The second of the two difficulties mentioned above brings us to the fourth and final major distinguishing characteristic of sociotechnical systems. The exception clauses in operator instructions, far from being mere fillers for the holes left by the impossibility of drawing up precise instructions for every contingency, are actually a cornerstone of the design of sociotechnical systems containing human operators. Operator instructions are deliberately open-ended and leave room for interpretation because system users want to have their cake and eat it: operators should act in accordance with the rules drawn up by system design aimed to serve system performance best, but if necessary, when the system designers had it wrong for the particular circumstances or when unforeseen circumstances occur, they should adapt their handling of the system and thereby “save” continued system performance.

Designing for solutions where part of the control over the end result is held back from the designing engineers is a significant deviation from how engineers are used to conceive of and treat their “material.” However, system design acknowledges it and builds on it. This is the second difficulty mentioned above, and it brings us to the fourth and final form in which sociotechnical systems differ from standard technical systems. If operators – more precisely the persons who perform operator roles – inevitably perform their roles from an ever-present background of being persons, which leads operators to reflect on the performance of the role and to judge the task’s actions against the person’s interests and all other rules that are perceived to have a say, then we may as well make use of that fact and make it work for the system.

Operators, then, are supposed to monitor the overall operation of the system and act to safeguard it, irrespective of whether the rules defining the specific operator role contain the corresponding instructions. The operator is even expected to act in violation of these instructions if this is necessary for securing the correct or adequate operation of the system. Operators are partly there to make up for “holes” in the system. Mitchell and Roberts describe the situation in the following terms (2009, p. 852):

It is surprising how often system designers consider operators and their roles at the very end of the design process. Hardware is purchased, software is specified, and only then are the roles of operators considered – and that role is often to fill the gaps between computer-based subsystems. Designers normally think about the operator’s role at a very high level: ensure everything works! […] Typically the limits of technology define operator activities. In many contemporary systems, the prevalent design philosophy dictates that everything that can be automated should be automated. Operators are responsible for performing those activities that remain and, of course, ensuring that all activities, human and computer, are carried out effectively in the face of changing or unanticipated system and environmental conditions.

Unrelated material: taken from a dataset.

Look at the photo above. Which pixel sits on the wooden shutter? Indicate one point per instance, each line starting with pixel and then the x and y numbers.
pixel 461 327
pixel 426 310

To some extent, legislation forces this perspective upon system designers and system owners. Legislation makes, for instance, the driver of a car or the pilot of an aircraft responsible for the safety of passengers and bystanders, irrespective of whether the driver or pilot is operating it privately or in a role as operator in a sociotechnical system and irrespective of the size of that sociotechnical system. What is more, legislation seems to share the gap-filling outlook on operators’ responsibility to make up for the deficiencies of a system. A case in point is the prohibition in most countries of the operation of unmanned vehicles on public roads: a “driver” must be present who can take over in a case of emergency.

Together these four distinguishing features of sociotechnical systems set the stage for a consideration of value issues from a design perspective that concern the position of operators in such systems. How the system behaves, whether it behaves as designed and whether it can behave so, and in relation to that what its operators are supposed to contribute and how they are supposed to do so, affects their careers and their lives. The preceding discussion has argued that, in performing their roles, operators have to satisfy different and often conflicting requirements. From the top-down engineering perspective, people in operator roles are among the components of complex system, for the purpose of achieving and maintaining coordination or as (part of) the system’s interface with users, who must “fit in” and behave in a specific way for the system to work. From the bottom-up societal perspective people are citizens who have a social and more generally moral responsibility for the results of their actions and for the things that they causally bring about, a moral responsibility which they typically have regardless of their position as operator in a system. And society may even formulate further responsibilities for people in particular operator positions on top of the general ones. As our society continues to rely on sociotechnical systems containing human operators and as engineering continues to be instrumental in sustaining this reliance, it is important to morally reflect on how the interests of these operators are cared for. This aspect tends to be overshadowed by the pursuit of caring for the interests of the “general public,” the people who are being served through these sociotechnical systems. In the next section, I discuss two aspects of this problem area: the retaining of a level of autonomy for operators and the responsible assignment of responsibility to operators.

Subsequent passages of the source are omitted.